Однажды, во второй половине октября я пошёл на охоту. Снега ещё не было, но заморозки по ночам бывали. Погода с утра стояла сухая, небо было ясным безоблачным, хотя с вечера был небольшой туман. Ветра не было, только иногда ощущалось лёгкое движение воздуха, какое бывает перед восходом солнца в ясную и тихую погоду. Я вышел рано, до восхода солнца, решил пройтись по полям, где в это время могли быть зайцы или куропатки.
Пройдя по двум полям и перейдя две балки, я никакой живности там не обнаружил. Либо это был неудачный день для охоты, либо вся живность разбегалась с моего пути заблаговременно. Так как ночью был мороз, то трава и жнивьё ещё находились под его воздействием и под моими ногами издавали довольно резкий хруст, далеко разносившийся в чистом, свежем воздухе на утренней заре.
Поняв, что день для охоты в этот раз не совсем подходящий, хотел вернуться домой, но решил пройти ещё на одно поле, где было высокое ржаное жнивьё. Перейдя очередную балку, я поднялся по склону и вышел на опушку поля. Пожухлая трава тут была покрыта инеем более интенсивно, чем на тех полях, где я проходил, она звонко похрустывала у меня под ногами.
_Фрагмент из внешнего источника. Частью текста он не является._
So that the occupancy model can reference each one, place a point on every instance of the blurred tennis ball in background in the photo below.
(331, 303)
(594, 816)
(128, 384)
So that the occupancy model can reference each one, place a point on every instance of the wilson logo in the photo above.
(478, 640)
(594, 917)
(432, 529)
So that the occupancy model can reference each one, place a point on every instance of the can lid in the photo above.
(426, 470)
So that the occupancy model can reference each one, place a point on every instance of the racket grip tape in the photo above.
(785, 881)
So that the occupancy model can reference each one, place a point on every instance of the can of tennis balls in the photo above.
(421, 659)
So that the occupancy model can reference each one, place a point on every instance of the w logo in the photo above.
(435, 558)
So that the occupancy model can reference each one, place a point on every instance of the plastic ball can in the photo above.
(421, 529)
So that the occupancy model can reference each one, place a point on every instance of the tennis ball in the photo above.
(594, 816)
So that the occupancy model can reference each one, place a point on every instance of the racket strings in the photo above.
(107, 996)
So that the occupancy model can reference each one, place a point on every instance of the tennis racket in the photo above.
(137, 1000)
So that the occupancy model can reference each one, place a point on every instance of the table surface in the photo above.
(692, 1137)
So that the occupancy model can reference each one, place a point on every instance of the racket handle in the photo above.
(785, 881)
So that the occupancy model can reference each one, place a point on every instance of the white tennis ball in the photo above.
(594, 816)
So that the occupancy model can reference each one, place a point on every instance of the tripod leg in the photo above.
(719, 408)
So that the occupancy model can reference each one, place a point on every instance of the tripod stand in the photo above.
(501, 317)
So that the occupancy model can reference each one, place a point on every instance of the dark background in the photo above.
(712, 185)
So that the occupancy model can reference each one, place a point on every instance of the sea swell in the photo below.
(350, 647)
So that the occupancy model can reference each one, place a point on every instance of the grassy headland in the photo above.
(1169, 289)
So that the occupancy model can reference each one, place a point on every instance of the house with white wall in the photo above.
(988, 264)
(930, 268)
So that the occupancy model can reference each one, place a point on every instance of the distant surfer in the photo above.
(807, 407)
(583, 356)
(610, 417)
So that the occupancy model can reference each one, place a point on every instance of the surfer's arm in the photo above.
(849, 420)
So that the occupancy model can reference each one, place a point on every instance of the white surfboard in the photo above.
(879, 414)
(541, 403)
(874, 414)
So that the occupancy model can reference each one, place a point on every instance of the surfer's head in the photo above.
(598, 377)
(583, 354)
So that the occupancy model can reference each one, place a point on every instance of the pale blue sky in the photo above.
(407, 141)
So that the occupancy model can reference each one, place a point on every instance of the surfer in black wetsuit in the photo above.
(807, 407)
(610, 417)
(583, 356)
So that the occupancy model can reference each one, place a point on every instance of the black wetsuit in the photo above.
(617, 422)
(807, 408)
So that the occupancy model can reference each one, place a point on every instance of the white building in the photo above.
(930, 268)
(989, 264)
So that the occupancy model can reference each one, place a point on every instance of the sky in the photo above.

Я уже было двинулся вдоль поля по опушке к очередной балке, заросшей дубняком, коричневые кроны которого выглядывали из-за холма, когда накатилась волна лёгкого дуновения ветерка и послышался божественный звук. Словно откуда-то издали донёсся мелодичный перезвон множества серебряных колокольчиков и бубенцов, переходящий вблизи в лёгкий перезвон хрустальных рюмок. Я остановился и замер, глядя на поле. Солнце только начало подниматься из-за холма, и его лучи освещали жнивьё вскользь, так как поле шло уклоном к балке с востока на запад. Жнивьё было высокое, каждый его стебелёк был покрыт льдом, который на их верхушках сформировался виде наростов пяти – шести сантиметров длиной и около сантиметра в диаметре правильной круглой формы. Они были похожи на весенние колосовидные стебли хвоща полевого, только те зелёно – коричневые, а эти более крупные с хрустально - прозрачными «колосками» на своих верхушках. Стебли жнивья под тяжестью льда не согнулись. Вероятно, не накопилась критическая масса. Но так как они были высокие, а центр тяжести в результате обледенения сместился на самую их вершину, то стебли жнивья от неустойчивости раскачивались при малейшем дуновении ветерка, ударяясь друг о друга и издавая этот мелодичный, сказочный, малиновый звон. Поле всё звенело и переливалось, посвёркивая солнечными бликами. Оно было, как огромная люстра с миллионами хрустальных подвесок, перевёрнутое вверх ногами, но подвески «свисали» к небу.
Постепенно солнце поднималось всё выше, и его лучи начинали освещать эту «хрустальную люстру» уже под другим углом. Поле перестало сверкать и переливаться бликами, хотя смотрелось ещё довольно красиво. Ветерок усилился, стал более устойчивым, пропала та божественная мелодия, заворожившая меня.
Вдоволь налюбовавшись красотой поля и наслушавшись его музыки, я закинул ружьё за спину, спустился в балку на дорогу и зашагал домой. Жалко было нарушать такую гармонию природы грубыми ружейными выстрелами.